Inactivation of Bacillus cereus Spores on Red Chili Peppers Using a Combined Treatment of Aqueous Chlorine Dioxide and Hot-Air Drying.

作者信息

Kim Songyi, Lee Huyong, Ryu Jee-Hoon, Kim Hoikyung

机构信息

Dept. of Food and Nutrition, Wonkwang Univ., 342-2 Shinyong-dong, Iksan, Jeonbuk 570-749, Republic of Korea.
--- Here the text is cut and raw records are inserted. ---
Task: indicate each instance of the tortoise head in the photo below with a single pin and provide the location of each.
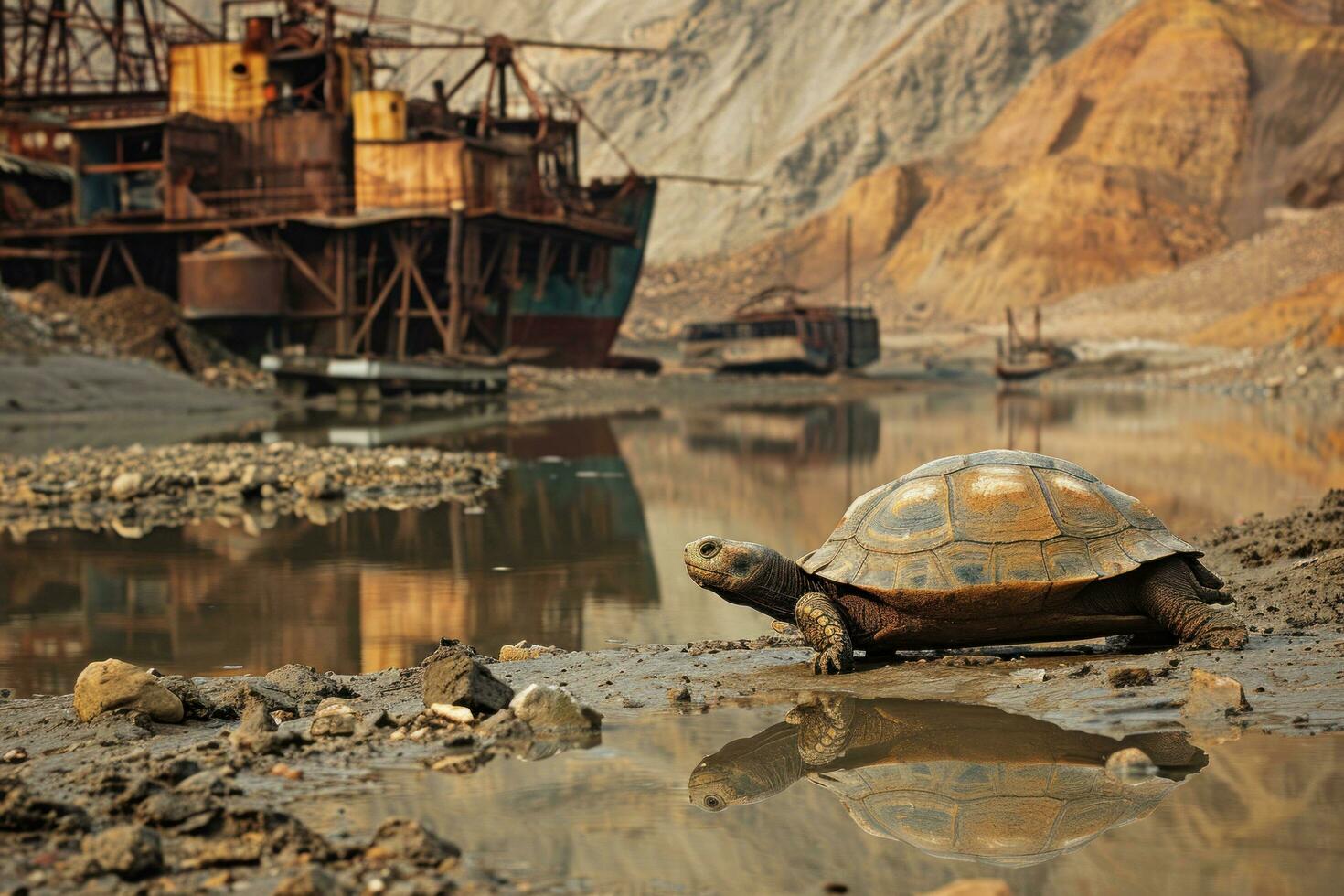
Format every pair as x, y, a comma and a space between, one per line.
748, 770
745, 572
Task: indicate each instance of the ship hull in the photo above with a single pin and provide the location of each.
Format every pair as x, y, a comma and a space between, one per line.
572, 320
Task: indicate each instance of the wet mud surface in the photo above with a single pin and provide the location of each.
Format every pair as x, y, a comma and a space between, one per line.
125, 802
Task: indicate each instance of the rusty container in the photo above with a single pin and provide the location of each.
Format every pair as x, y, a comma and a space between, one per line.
258, 34
379, 114
230, 277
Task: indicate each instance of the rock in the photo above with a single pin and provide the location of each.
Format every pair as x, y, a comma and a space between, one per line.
504, 727
460, 715
334, 720
312, 880
256, 689
1214, 695
126, 486
305, 684
549, 709
319, 485
194, 703
113, 684
1131, 763
256, 732
1129, 677
400, 838
459, 678
128, 850
525, 650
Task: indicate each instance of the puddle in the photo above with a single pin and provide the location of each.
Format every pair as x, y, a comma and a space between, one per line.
918, 795
581, 546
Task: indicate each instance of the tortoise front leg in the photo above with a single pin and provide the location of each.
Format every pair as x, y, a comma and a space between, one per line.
1172, 597
823, 627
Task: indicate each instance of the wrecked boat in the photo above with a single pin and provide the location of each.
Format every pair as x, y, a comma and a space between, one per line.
1023, 359
774, 332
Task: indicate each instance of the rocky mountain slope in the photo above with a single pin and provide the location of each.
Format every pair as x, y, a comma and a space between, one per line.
1186, 126
801, 97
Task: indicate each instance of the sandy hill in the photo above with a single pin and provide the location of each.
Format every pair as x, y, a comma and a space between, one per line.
1186, 126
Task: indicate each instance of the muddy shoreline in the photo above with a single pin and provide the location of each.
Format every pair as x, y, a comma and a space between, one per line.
203, 801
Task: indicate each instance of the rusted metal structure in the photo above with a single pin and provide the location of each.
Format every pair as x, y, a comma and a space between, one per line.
773, 331
403, 226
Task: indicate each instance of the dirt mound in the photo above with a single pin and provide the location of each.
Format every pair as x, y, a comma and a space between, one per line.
132, 323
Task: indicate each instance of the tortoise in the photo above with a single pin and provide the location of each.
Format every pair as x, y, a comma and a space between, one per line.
997, 547
955, 781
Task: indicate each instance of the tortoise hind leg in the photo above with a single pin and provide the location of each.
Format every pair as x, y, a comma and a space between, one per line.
1171, 595
824, 630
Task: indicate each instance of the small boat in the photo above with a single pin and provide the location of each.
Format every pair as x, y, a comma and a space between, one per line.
1023, 359
774, 332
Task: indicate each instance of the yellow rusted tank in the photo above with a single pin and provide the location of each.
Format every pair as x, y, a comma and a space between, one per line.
218, 80
379, 114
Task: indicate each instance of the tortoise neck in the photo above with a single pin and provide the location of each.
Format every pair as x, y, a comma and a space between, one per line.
780, 586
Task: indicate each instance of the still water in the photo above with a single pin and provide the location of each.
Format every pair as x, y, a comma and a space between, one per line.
925, 795
581, 544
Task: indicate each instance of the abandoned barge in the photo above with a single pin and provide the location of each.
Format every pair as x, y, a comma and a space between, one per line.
291, 203
774, 332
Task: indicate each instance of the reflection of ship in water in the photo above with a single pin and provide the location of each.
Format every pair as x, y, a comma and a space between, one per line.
795, 432
368, 592
955, 781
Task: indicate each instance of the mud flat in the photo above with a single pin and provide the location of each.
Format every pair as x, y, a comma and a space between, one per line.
136, 489
190, 782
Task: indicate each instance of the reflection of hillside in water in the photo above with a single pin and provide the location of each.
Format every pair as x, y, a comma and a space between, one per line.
1199, 461
368, 592
1263, 817
955, 781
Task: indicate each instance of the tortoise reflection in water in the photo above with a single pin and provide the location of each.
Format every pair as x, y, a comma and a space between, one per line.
955, 781
997, 547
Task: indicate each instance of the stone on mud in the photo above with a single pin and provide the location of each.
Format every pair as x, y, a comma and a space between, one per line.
113, 684
1131, 763
549, 709
525, 650
194, 703
405, 840
334, 720
1129, 677
128, 850
305, 684
1214, 695
459, 678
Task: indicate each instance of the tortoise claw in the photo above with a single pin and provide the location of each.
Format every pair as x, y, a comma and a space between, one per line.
832, 661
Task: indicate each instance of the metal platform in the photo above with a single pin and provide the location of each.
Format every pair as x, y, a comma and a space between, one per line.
385, 375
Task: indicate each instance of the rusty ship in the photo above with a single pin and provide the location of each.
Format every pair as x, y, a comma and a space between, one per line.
261, 169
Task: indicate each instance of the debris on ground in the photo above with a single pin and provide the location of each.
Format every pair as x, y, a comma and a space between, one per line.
134, 491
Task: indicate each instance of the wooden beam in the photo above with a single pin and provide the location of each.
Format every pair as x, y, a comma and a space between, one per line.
309, 274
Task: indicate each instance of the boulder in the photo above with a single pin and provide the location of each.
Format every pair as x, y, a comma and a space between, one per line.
1131, 763
113, 684
1212, 695
334, 720
459, 678
552, 709
128, 850
403, 840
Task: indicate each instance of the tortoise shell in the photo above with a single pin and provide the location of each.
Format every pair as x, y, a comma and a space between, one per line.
1006, 813
1026, 528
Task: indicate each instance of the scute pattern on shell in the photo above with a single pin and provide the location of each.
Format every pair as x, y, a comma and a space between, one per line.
1009, 815
1040, 526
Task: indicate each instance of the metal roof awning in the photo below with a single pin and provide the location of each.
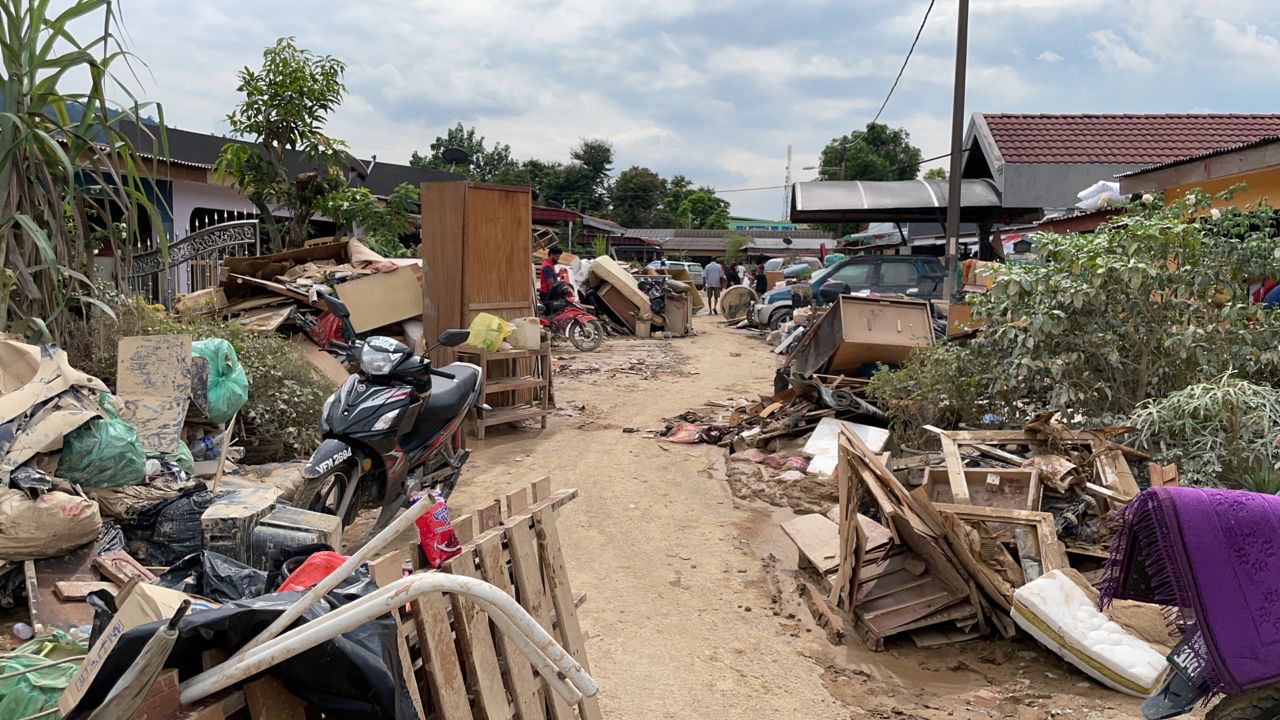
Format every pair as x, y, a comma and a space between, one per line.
903, 201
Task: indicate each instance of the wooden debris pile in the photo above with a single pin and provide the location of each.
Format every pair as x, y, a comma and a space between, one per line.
941, 561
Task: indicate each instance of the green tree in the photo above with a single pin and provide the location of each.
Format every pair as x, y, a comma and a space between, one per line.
636, 197
382, 223
703, 210
284, 108
877, 153
487, 163
68, 172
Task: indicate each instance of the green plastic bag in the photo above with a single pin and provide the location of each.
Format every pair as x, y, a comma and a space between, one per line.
104, 452
37, 691
228, 386
182, 456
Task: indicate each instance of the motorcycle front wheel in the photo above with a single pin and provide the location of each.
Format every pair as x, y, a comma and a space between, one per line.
586, 336
325, 493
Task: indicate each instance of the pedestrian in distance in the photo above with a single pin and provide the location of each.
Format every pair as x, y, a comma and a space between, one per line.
713, 279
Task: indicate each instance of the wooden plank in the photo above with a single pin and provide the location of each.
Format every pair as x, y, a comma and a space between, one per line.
269, 700
1052, 556
42, 575
562, 597
517, 501
955, 469
435, 642
78, 591
387, 570
525, 691
531, 593
817, 538
120, 566
475, 641
542, 488
489, 516
443, 212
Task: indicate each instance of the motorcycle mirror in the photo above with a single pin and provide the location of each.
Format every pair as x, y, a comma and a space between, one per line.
453, 338
334, 305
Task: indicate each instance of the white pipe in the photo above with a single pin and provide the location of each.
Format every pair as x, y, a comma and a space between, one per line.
552, 661
391, 532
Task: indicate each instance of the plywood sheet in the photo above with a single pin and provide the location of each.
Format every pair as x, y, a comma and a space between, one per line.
443, 208
383, 299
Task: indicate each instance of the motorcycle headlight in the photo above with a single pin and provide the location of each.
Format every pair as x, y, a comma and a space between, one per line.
375, 361
387, 422
324, 413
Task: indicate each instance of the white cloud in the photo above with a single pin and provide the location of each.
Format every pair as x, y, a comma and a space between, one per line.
1114, 54
1246, 44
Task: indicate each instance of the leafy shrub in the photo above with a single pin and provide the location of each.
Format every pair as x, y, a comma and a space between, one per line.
286, 393
935, 387
1150, 304
1219, 433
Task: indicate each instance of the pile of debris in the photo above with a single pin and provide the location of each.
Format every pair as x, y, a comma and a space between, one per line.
280, 292
947, 547
653, 304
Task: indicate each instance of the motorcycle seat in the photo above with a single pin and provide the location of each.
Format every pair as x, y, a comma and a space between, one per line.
448, 396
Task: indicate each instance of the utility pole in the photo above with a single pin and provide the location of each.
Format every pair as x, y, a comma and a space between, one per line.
956, 150
786, 191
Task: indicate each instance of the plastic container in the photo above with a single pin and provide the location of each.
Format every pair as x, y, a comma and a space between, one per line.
526, 333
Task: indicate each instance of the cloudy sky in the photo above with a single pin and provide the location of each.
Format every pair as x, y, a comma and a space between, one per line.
711, 89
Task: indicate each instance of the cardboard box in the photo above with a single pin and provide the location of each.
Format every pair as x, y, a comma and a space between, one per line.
960, 319
138, 605
383, 299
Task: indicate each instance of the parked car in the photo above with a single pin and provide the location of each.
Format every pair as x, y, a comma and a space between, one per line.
776, 264
695, 270
777, 305
915, 276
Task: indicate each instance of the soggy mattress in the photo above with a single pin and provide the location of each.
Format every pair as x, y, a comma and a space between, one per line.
1063, 616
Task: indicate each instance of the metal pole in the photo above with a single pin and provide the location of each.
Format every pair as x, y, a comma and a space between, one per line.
956, 150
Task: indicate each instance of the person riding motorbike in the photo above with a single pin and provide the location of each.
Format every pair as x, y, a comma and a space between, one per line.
547, 276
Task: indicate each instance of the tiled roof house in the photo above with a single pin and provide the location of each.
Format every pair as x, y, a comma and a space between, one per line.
1043, 160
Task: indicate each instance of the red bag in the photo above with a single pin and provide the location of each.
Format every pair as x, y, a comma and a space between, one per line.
312, 570
328, 329
435, 532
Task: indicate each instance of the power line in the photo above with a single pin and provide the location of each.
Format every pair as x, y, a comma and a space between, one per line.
905, 60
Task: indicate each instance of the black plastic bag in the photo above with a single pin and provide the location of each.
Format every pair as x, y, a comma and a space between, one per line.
355, 675
169, 531
215, 577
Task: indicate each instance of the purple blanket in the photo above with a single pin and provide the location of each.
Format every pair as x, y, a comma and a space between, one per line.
1214, 555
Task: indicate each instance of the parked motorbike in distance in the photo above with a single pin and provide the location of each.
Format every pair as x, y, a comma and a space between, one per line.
563, 315
392, 429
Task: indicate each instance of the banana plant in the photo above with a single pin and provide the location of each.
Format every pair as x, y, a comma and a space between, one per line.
67, 164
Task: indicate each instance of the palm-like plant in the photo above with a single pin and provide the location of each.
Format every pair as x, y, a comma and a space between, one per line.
67, 167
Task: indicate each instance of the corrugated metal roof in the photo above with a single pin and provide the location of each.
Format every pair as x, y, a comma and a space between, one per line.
1120, 139
666, 233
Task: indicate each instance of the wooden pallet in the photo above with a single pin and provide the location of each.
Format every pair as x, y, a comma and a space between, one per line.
457, 664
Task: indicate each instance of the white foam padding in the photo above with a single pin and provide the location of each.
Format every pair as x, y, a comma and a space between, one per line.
1070, 613
823, 445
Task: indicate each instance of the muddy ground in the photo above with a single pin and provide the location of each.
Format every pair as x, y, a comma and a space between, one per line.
691, 607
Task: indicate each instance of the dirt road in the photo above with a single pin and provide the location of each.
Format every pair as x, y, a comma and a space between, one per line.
690, 609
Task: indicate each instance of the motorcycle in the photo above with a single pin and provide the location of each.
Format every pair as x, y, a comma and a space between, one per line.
563, 315
392, 429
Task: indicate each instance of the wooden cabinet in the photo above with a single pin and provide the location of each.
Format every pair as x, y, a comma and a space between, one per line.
476, 256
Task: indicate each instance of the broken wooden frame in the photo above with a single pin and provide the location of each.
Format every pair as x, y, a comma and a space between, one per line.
1107, 456
462, 669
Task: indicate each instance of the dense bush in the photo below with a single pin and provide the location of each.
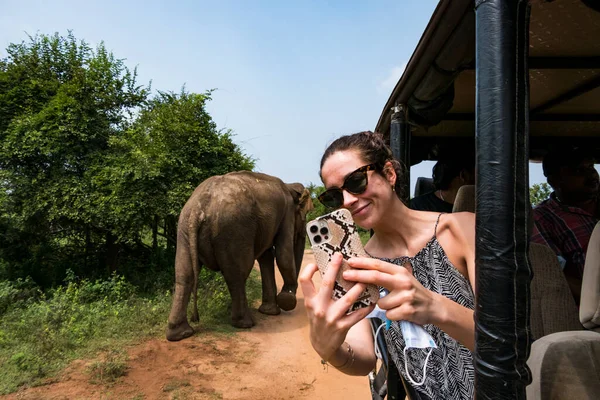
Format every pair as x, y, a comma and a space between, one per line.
41, 332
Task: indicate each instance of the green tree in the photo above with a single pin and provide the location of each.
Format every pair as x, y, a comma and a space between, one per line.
320, 209
539, 192
90, 165
60, 104
169, 150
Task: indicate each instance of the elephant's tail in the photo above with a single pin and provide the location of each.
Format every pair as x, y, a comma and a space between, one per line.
194, 226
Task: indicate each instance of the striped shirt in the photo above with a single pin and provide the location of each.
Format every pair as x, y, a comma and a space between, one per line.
566, 230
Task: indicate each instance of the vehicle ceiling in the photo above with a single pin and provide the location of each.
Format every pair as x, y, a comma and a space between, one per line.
438, 84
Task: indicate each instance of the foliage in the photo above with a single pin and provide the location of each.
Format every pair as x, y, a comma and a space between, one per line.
93, 170
108, 370
539, 193
40, 335
320, 209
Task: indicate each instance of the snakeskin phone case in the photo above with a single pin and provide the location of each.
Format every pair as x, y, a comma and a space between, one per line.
336, 232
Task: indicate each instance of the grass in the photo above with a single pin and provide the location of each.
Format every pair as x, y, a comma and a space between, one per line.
42, 334
108, 370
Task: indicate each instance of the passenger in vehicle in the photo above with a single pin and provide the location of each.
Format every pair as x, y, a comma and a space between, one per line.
426, 262
566, 220
454, 168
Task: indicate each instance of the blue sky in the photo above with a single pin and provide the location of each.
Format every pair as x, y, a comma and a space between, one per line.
290, 76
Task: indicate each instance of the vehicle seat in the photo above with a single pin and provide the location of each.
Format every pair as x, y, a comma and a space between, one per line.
589, 311
423, 186
565, 365
465, 199
553, 308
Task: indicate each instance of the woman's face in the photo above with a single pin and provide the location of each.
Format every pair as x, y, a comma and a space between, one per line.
369, 207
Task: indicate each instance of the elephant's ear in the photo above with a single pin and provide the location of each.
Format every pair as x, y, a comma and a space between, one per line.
301, 196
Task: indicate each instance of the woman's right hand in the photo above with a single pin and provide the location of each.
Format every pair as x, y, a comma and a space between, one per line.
328, 320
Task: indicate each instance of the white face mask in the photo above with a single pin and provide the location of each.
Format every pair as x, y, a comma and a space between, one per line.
416, 337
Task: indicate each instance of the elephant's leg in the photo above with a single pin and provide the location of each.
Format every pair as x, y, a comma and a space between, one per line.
178, 327
195, 317
236, 268
284, 253
299, 243
269, 288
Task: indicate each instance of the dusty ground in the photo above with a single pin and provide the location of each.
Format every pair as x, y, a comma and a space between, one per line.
273, 360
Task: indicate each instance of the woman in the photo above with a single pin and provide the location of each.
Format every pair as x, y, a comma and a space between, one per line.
424, 260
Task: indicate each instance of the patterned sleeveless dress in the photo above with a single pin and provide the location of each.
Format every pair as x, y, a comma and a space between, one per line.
450, 373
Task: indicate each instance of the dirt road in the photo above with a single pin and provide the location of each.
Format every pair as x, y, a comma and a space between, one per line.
273, 360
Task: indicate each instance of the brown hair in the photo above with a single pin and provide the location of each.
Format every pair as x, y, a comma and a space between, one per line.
373, 150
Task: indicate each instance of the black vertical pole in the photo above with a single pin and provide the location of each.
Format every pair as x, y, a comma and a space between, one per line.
400, 144
503, 273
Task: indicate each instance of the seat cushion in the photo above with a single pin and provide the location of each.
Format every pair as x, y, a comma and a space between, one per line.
564, 366
589, 308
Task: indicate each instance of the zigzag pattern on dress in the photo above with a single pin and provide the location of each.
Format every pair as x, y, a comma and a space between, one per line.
450, 373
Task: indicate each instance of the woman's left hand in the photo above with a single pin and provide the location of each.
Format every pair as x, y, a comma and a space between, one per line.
407, 299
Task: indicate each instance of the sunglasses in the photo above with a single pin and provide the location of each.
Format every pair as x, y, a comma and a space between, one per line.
355, 183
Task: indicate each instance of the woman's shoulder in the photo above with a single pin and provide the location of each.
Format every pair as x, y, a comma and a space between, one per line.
460, 224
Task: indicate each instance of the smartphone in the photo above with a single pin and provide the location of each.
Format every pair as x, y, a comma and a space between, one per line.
336, 233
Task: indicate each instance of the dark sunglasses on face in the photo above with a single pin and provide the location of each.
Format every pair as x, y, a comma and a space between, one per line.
355, 183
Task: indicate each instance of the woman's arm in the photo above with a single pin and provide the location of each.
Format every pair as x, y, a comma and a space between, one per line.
361, 359
408, 300
331, 329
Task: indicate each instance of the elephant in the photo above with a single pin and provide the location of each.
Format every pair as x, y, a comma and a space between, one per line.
228, 222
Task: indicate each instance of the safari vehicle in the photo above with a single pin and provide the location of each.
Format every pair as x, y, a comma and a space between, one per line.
513, 79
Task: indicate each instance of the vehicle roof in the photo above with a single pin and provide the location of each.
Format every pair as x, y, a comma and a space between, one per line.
438, 84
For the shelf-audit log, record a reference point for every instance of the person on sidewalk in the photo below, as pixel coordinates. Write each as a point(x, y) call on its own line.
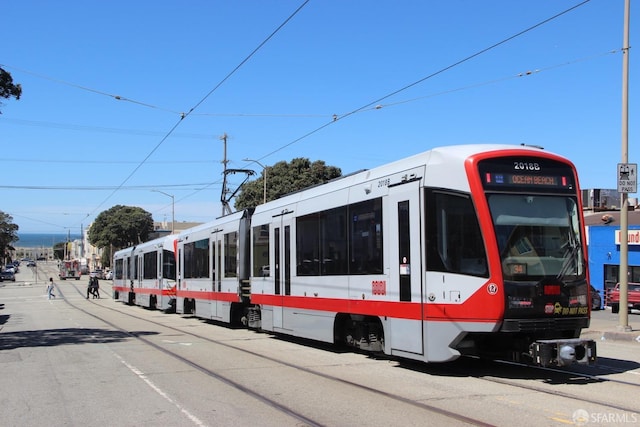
point(92, 288)
point(50, 288)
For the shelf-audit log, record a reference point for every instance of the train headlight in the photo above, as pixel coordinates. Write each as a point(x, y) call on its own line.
point(567, 353)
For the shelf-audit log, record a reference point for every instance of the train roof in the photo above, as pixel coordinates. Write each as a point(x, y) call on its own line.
point(445, 159)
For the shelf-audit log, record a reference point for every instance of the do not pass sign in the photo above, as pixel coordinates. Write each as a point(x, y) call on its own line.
point(627, 177)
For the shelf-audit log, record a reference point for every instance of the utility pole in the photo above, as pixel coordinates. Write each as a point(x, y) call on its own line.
point(623, 324)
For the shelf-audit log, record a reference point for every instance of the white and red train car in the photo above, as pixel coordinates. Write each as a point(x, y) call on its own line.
point(461, 250)
point(146, 274)
point(214, 269)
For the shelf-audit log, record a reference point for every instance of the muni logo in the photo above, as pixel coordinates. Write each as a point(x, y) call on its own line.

Dept. of Biotechnology, College of Life Sciences and Biotechnology, Korea Univ., Anam-dong, Sungbuk-ku, Seoul, 136-701, Republic of Korea.

出版信息

J Food Sci. 2017 Aug;82(8):1892-1897. doi: 10.1111/1750-3841.13771. Epub 2017 Jun 20.

Abstract

The effect of a combined treatment using aqueous chlorine dioxide (ClO ) and hot-air drying to inactivate Bacillus cereus spores on red chili peppers was evaluated. Ten washed and dried pepper samples, each comprising half of a single pepper (Capsicum annuum L.), were inoculated with B. cereus spore suspension. The inoculated samples were washed with sodium hypochlorite (NaOCl; 50, 100, or 200 μg/mL) or ClO (50, 100, or 200 μg/mL) solution for 1 min and then air-dried (25 ± 1 °C, 47 ± 1% relative humidity), which was followed by drying with hot air at 55 °C for up to 48 h. The spore populations on the samples were enumerated and their a and chromaticity values were measured. The spore numbers immediately after treatment with NaOCl and ClO were not significantly different. A more rapid reduction in spore numbers was observed in the samples treated with ClO than those treated with NaOCl during drying. A combined treatment of ClO and hot-air drying significantly reduced the spore populations to below the detection limit (1.7 log CFU/sample). B. cereus spores on chili peppers were successfully inactivated by washing with ClO solution followed by hot-air drying whereas the pepper color was maintained.

摘要

评估了使用二氧化氯水溶液(ClO)和热风干燥联合处理对红辣椒上蜡样芽孢杆菌孢子的灭活效果。将十个洗净并干燥的辣椒样品(每个样品由单个辣椒(辣椒属)的一半组成)接种蜡样芽孢杆菌孢子悬浮液。对接种后的样品用次氯酸钠(NaOCl;50、100或200μg/mL)或ClO(50、100或200μg/mL)溶液洗涤1分钟,然后风干(25±1°C,相对湿度47±1%),随后在55°C下用热风干燥长达48小时。对样品上的孢子数量进行计数,并测量其a*和色度值。用NaOCl和ClO处理后立即测得的孢子数量没有显著差异。在干燥过程中,观察到用ClO处理的样品比用NaOCl处理的样品孢子数量减少得更快。ClO和热风干燥的联合处理显著降低了孢子数量,使其低于检测限(1.7 log CFU/样品)。用ClO溶液洗涤后再进行热风干燥,成功灭活了辣椒上的蜡样芽孢杆菌孢子,同时保持了辣椒的颜色。